Gerade prangte auf Seite eins der Leipziger Volkszeitung eine empörte Zeile: Rechtspopulisten sichern sich Leipzig-Slogan "Wir sind das Volk" stand da. Zwei Herren aus Schleswig-Holstein – verdächtigt, am rechten Rand zu operieren – hätten beim Deutschen Patentamt in München eine Wortmarke angemeldet; es sei zugleich der Name für eine neue Partei. "Wir sind das Volk WSDV" solle der Parteiname lauten.

Heftigster Aufruhr in Leipzig: Geht das denn? Dass die einfach so unseren Spruch okkupieren? Kann man so eine feindliche Übernahme nicht verhindern? "Schockiert" zeigte sich eine Bürgerrechtlerin im Gespräch mit ihrem Lokalblatt. Kann ein Spruch, der Gemeingut ist, in den Besitz von Extremisten geraten?

Wer eine Antwort sucht, muss die Vorgeschichte kennen. Sie beginnt vor mehr als zehn Jahren. Schon damals wollte man "Wir sind das Volk" in Leipzig vor Rechtsextremen schützen. Der Hamburger Neonazi Christian Worch hatte Leipzig mit Groß-Demos erschüttert: mit Hunderten, gar Tausenden Neonazis, die in der Messestadt aufmarschierten. Einen Aufzug meldete Worch an unter dem Titel "Gegen Repression und für Demonstrationsfreiheit, wir sind das Volk". Da langte es der Stadt und ihrem damaligen Oberbürgermeister. Wolfgang Tiefensee (SPD) ließ sich, gemeinsam mit Revolutionspfarrer Christian Führer und Bürgerrechtler Christian Schwabe, die Wortmarke "Wir sind das Volk" registrieren – beim Deutschen Patent- und Markenamt.
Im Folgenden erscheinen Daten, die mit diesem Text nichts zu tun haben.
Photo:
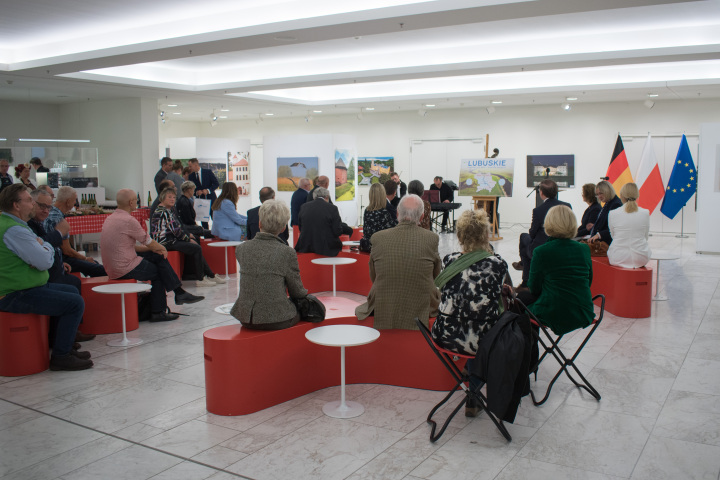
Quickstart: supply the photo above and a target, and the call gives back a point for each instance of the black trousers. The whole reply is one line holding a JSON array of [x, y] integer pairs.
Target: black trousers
[[193, 258]]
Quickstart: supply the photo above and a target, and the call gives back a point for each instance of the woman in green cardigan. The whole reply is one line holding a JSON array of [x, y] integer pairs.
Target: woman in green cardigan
[[560, 276]]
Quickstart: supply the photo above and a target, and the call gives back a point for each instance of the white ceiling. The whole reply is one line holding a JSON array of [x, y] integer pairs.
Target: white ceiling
[[290, 57]]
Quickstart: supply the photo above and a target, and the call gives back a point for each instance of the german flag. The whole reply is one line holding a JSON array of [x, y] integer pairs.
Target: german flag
[[619, 171]]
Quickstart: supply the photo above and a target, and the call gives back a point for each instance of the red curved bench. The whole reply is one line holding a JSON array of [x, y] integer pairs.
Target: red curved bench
[[250, 370], [628, 291]]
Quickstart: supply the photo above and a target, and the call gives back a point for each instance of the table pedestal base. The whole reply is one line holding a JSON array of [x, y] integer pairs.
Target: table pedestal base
[[124, 342], [336, 409]]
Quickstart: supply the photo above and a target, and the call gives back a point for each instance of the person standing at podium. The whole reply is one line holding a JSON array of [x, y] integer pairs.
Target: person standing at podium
[[446, 196]]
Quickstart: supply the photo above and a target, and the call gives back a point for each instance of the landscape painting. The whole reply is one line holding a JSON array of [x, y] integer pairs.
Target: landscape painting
[[292, 169], [491, 177]]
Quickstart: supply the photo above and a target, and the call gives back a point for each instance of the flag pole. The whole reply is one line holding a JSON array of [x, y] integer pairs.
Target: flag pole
[[682, 224]]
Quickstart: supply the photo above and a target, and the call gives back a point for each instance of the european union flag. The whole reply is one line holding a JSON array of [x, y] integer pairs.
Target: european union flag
[[682, 184]]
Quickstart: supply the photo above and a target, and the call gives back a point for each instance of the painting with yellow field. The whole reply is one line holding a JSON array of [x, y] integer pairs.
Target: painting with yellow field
[[292, 169]]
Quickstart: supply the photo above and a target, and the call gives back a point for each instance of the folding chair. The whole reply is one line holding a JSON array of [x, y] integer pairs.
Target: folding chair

Die Registrierung des Slogans war ein Symbol, mehr nicht

Mit welchem Ziel? Worch den Slogan zu verbieten? Dass das nicht geht, wusste man damals schon; denn das Markenrecht ist eben nur dafür da, den gewerblichen Schutz von Marken zu sichern. Nicht aber dafür, die Meinungsfreiheit einzuschränken – oder gar politische Bildung zu betreiben. Natürlich war es Worch auch fortan nicht verboten, den Spruch auf Transparente zu schreiben. Die Idee, gegen rechtes Gedankengut im Register des Patent- und Markenamts zu kämpfen – diese Idee war eher absurd.

Die Registrierung der Marke war ein Symbol, mehr nicht. Weshalb der Streit um "Wir sind ein Volk" schon damals ein Lehrstück war – darüber, wie hilflos mitunter der Kampf gegen Neonazis geführt wird. Darüber, dass dieser Kampf oft gut gemeint ist. Aber selten gut gemacht. Erst recht nicht gut durchdacht. Man hätte Worch vielleicht verbieten können, "Wir sind das Volk" auf Tassen zu drucken. Aber hatte der das denn je vor?

Im Jahr 2012, Wolfgang Tiefensee war da schon lange nicht mehr Rathauschef, trat er sein Recht am Spruch "Wir sind das Volk" an Leipzigs Stadtverwaltung ab. Das Thema geriet wieder in die Zeitung; und eine Bürgerrechtlerin trat auf den Plan.

Die DDR-Oppositionelle Angelika Kanitz beantragte beim Patentamt München die Löschung der Marke "Wir sind das Volk". Das Markenrecht machte das möglich – weil es vorsieht, dass geschützte Marken auch wirtschaftlich genutzt werden müssen: Wenn der Inhaber seine Rechte nicht wahrnimmt, können diese wieder verfallen. Kurz gesagt: Um den Slogan behalten zu dürfen, hätten Tiefensee, Führer, Schwabe und Leipzigs Verwaltung tatsächlich "Wir sind das Volk"-Tassen vertreiben müssen. Revolutionsgeschirr verkaufen. Das hatten sie nie vor. Sie wollten nur ein Signal setzen gegen Rechtsextreme.

Ganz bewusst habe man die Marke niemals wirtschaftlich verwerten wollen, sagt Stadtsprecher Matthias Hasberg. Kugelschreiber oder Tassen zu bedrucken, das sei "unwürdig für diese Sache". Die Stadt Leipzig wollte "Wir sind das Volk" ja gerade dadurch schützen, dass sie das Motto zwar verwaltete, aber nicht kommerziell nutzte. Schön gedacht, von edler Gesinnung. Aber eben wirkungslos.

Auch Angelika Kanitz sagt, sie habe "Wir sind das Volk" vor Missbrauch bewahren wollen. Daher habe sie beantragt, dass der Spruch aus dem Markenregister gelöscht wird. Sie habe verhindern wollen, dass Einzelne zu "Schatzwahrern" werden, sagt sie.